I then ran the line up from the middle book to the top book and into the metal mount box. I then clamped the top book to the bottom two books and repeated the step of pre-drilling and adding screws from the first page of the top book down into the middle book. This allowed me to connect the top book to the bottom two books. (Note that I did not screw this from the top cover.) I also pre-drilled and ran a few screws from the inside of the metal mount box into the books below. This affixed the metal mount box to the book lamp. I then pre-drilled two holes in the cover of the top book that allowed me to run mount screws through the ceramic light fixture, the top book cover, and into the sides of the metal mount box. These screws hold the ceramic light fixture and top cover of the book down to the finished lamp.
After clamping everything back together, I pre-drilled holes from the bottom of the bottom book up through the middle book and added a few wood screws.
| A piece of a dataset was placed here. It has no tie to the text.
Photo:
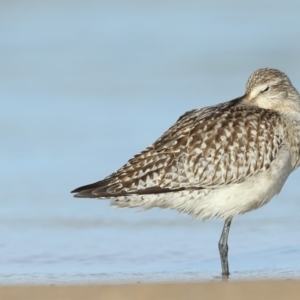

Now, all pages of the book have been screwed together.
I lost a few images here but after the books were connected, I added knockout plugs and a clamp connector to the metal mount box and finished connecting the lamp wire to the ceramic light fixture. I then mounted the finished ceramic light fixture to the metal mount box with a few screws. I also added a few rubber bumpers to the bottom corners of the lamp so it was not sitting directly on the table.
Step 7: Reading by the New Book Lamp
I was then able to screw in the Edison bulb, plug the lamp cord into the wall, and test out my wiring job.
I haven't quite figured out which book I'd like to read first by my new reading lamp but I am always open for suggestions.
Thanks and please let me know if you have any questions!